Que ce soit en raison d'une maternité précoce, d’un retour aux études, d’une réorientation de carrière ou d’un allongement du parcours scolaire, bon nombre de femmes – et d’hommes – doivent concilier études et famille. Dans un avis sur les conditions de vie et les besoins des mères étudiantes publié en 2004, le Conseil du statut de la femme (CSF) trace un portrait de ces mères en s’attardant sur les difficultés auxquelles elles font face et sur leurs besoins spécifiques. Le CSF propose également des modifications à des lois, règlements et politiques.

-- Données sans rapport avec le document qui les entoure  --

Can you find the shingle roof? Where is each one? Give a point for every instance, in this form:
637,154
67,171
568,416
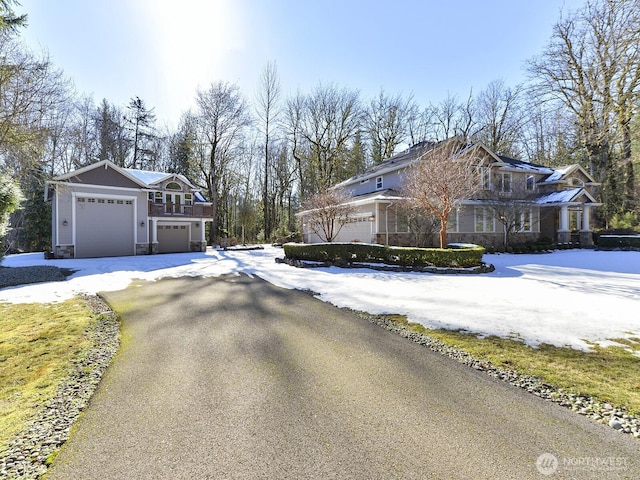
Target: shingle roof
393,163
526,166
561,196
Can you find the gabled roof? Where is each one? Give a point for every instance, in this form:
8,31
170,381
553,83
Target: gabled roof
521,165
393,163
102,164
562,173
153,178
144,178
565,196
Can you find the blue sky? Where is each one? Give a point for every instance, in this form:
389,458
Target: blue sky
163,50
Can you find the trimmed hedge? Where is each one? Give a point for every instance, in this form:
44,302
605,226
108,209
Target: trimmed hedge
619,241
407,256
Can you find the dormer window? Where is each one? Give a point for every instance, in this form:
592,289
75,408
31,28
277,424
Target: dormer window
531,183
575,182
485,178
505,182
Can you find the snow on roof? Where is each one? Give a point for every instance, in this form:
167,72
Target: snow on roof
596,284
526,166
146,176
558,173
150,178
562,196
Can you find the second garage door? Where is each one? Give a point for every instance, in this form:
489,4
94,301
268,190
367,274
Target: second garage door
173,238
105,227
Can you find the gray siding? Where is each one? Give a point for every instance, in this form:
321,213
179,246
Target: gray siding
104,176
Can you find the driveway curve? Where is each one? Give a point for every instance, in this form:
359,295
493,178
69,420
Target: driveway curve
234,378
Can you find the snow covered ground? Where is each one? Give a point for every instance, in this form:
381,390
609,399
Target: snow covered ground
563,298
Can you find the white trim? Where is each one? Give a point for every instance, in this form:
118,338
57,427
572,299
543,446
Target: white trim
105,187
104,163
134,205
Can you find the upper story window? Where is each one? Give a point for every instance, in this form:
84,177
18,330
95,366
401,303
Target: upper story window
531,183
505,182
483,220
575,182
485,178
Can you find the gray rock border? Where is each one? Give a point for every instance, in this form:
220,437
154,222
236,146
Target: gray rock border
27,456
605,413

Nombreuses sont les mères étudiantes qui doivent compter financièrement sur les programmes publics. Le CSF propose notamment que le montant versé aux mères prestataires de l’assistance-emploi inscrites à une mesure de formation d’Emploi-Québec soit haussé pour correspondre à l’effort consenti et qu’il compense plus adéquatement la perte de l’allocation pour contraintes temporaires à l’emploi. Concernant le Programme d’assistance-emploi et des prêts et bourses, le CSF recommande aussi que la pension alimentaire pour enfants ne soit plus considérée comme un revenu pour le parent qui la reçoit. De plus, le CSF estime que la Loi sur l’assurance parentale du Québec doit être modifiée afin que toutes les femmes qui donnent naissance à un enfant, dont les étudiantes, touchent au moins une prestation de base durant le congé de maternité. En attendant que le régime québécois d’assurance parentale soit mis en place, l’étudiante qui accouche devrait continuer de toucher l’aide financière du Programme de prêts et bourses durant un trimestre comme si elle était aux études.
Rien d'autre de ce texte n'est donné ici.